Non hanno nemmeno una cultura politica sufficientemente realista per virare verso il centro. Il primo partito a Boville ormai è il Movimento Cinque Stelle, la Lega di Salvini ha il vento in poppa e Berlusconi, almeno stando agli ultimi risultati di marzo, insegue a ruota.
Il Pd a Boville è alle corde, diviso tra la sensazione di nostalgia ed il desiderio di gettare la spugna. La Boville rossa di qualche anno fa insomma è solo uno sbiadito ricordo. Meno male, verrebbe da dire.
Pochi mesi prima della caduta del muro di Berlino e in via di dissolvimento il regime sovietico, a Boville ebbero la geniale idea di mettere in naftalina l’unico sindaco amato dal popolo, Alfredo Verrelli. Parlavano di rinnovamento e finirono per eleggere a primo cittadino, Alfredo Luffarelli, che era persino più anziano di lui, di Verrelli; fu così che, per la prima volta, i rossi persero le elezioni. Sul calendario di una data storica e non solo per la sfortunata spedizione azzurra ad Italia 90, il Mondiale di casa. Le “notti magiche” avevano lasciato tanto amaro in bocca ai tifosi azzurri, tanti soldi nei forzieri delle imprese edili baucane e ci regalarono una Boville diversa.
Scudo crociato e garofano al posto della falce e del martello ma la teoria marxista, per forza di inerzia, resistette per un po’ nelle menti e nei cuori dei militanti.
Defunto il Pci, caduta l’amministrazione democristiana, i rossi tornarono in pista con accordi e manovre di palazzo. Nel 1994 la resa dei conti con Alfredo Verrelli che tornó al centro della scena ma perse di pochissime preferenze contro Mastrantoni che dalla sua aveva il simbolo, Vanga e Stella. Naturalmente rossa, la stella.

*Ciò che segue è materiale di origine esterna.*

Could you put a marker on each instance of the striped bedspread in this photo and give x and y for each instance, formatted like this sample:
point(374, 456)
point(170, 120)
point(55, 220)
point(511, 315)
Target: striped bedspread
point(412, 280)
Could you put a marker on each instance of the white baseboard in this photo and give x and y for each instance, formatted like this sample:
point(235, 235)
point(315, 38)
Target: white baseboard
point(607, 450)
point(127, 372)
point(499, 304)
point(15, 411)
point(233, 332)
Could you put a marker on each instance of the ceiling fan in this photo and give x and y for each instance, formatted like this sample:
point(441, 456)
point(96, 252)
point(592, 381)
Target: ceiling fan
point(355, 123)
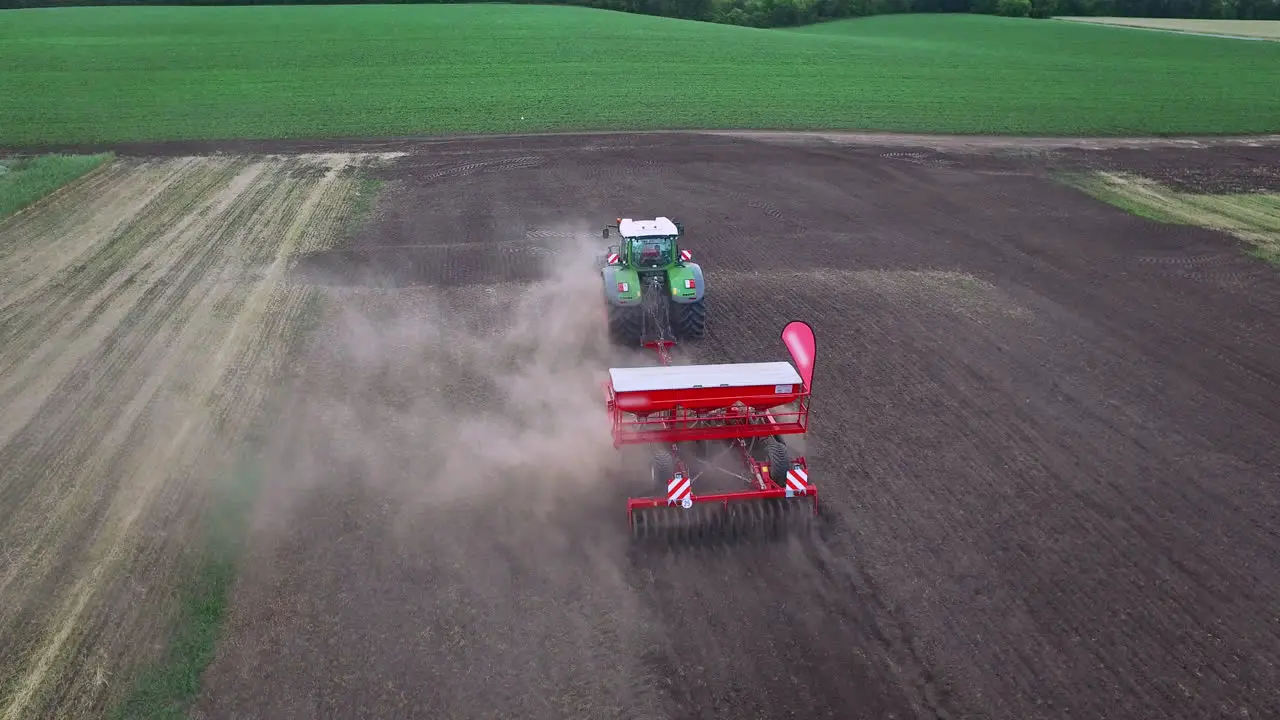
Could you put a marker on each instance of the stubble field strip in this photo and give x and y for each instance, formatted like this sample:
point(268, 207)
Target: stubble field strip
point(1252, 217)
point(144, 319)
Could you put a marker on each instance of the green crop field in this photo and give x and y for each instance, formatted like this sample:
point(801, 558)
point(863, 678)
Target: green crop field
point(105, 74)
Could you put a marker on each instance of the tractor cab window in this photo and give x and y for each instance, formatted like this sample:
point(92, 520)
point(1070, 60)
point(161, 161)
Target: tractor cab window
point(652, 251)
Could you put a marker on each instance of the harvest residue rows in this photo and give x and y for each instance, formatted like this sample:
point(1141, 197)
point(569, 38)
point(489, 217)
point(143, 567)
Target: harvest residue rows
point(142, 322)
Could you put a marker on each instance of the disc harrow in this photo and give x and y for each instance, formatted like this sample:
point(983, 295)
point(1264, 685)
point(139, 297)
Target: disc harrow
point(725, 422)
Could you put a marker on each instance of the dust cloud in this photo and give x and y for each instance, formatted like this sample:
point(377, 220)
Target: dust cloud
point(442, 491)
point(444, 399)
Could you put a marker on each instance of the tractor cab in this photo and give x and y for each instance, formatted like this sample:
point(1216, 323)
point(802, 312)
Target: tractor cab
point(653, 251)
point(648, 244)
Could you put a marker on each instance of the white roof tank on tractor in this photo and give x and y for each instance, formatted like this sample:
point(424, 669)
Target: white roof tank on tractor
point(640, 228)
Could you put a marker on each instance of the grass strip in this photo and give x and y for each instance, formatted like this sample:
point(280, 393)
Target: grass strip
point(1252, 217)
point(23, 181)
point(137, 73)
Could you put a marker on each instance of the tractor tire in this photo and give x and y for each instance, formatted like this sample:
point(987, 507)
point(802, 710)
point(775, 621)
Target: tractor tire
point(625, 324)
point(780, 460)
point(662, 466)
point(689, 319)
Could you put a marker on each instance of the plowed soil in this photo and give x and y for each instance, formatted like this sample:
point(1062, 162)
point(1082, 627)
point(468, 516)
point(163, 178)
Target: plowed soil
point(1045, 434)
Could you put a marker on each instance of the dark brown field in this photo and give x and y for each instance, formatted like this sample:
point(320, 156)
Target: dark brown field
point(1045, 434)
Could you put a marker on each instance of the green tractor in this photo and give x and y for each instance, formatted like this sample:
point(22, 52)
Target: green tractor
point(652, 286)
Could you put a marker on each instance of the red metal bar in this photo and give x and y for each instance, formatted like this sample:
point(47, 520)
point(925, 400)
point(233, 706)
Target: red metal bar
point(769, 491)
point(684, 424)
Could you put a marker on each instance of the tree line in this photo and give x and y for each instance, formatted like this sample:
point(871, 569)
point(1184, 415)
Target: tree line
point(786, 13)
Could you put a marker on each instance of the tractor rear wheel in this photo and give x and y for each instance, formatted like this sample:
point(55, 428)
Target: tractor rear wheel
point(625, 324)
point(689, 319)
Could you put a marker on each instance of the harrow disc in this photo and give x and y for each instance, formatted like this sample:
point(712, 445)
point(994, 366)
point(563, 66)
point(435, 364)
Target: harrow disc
point(717, 524)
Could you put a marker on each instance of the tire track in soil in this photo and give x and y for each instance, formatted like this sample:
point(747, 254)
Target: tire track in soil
point(131, 420)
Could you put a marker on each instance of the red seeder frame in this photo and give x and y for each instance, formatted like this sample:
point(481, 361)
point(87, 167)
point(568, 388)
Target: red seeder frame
point(726, 414)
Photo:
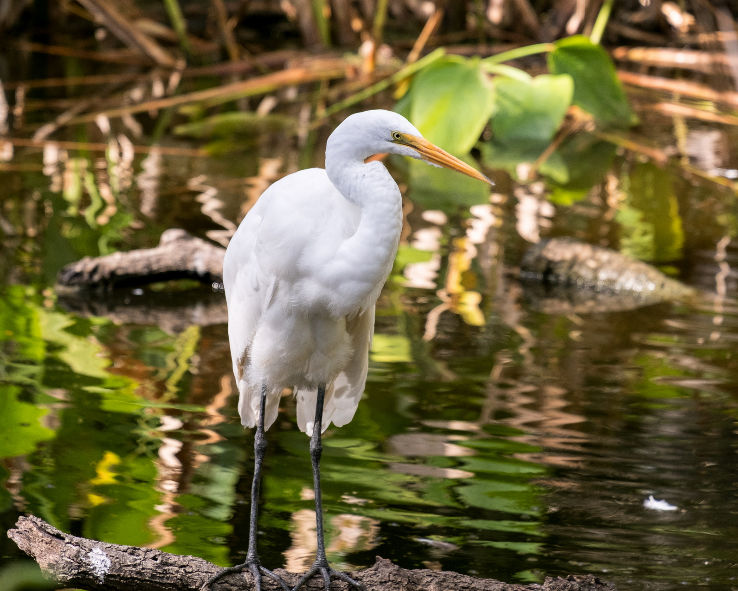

Mastrantoni, nonostante le faccende degli abusi presunti o veri che fossero, amministrò con sagacia ma per rivincere fu necessario l’accordo con i Popolari che soffocò gli altri pretendenti e tenne stretto sullo scranno più alto di Palazzo Simoncelli l’allora direttore didattico; cerimonieri dell’accordo, Peppe Onorati e Lino Diana. Il rosso diventò improvvisamente sbiadito.
Poi la vittoria di Rotondi su Cervoni e la gouche nostrana che decide di affidarsi al socialista Piero, un parroco abile e scaltro, per prevalere in un paio di consultazioni.
Improvvisamente, i postcomunisti, orfani del socialismo reale o ideale, si sono trovati in brache di tela.
Ha vinto le elezioni Enzo Perciballi, tesserato del Pd, direte voi. Ed il vice sindaco è Benvenuto Fabrizi, uomo del
Pd anche lui. Si, soltanto per dare un senso alla loro lista, poveracci, hanno dovuto ripiegare le bandiere del partito fu renziano per recuperare consensi.
Sono rimasti quattro gatti ad esaltare i luoghi comuni del perbenismo, del politicamente corretto, le prediche moralistiche, l’antifascismo (in assenza di fascismo, pratica ridicola), l’accoglienza dei negri, lo ius soli e roba simile che sta a cuore a una piccola minoranza di fighetti che se la tirano da intellettuali illuminati.
A Boville non li ascolta più nessuno, per fortuna. All’ombra dell’Angelo di Giotto il PD è un morto che parla e di questo passo, a breve non avrà più neanche la voce.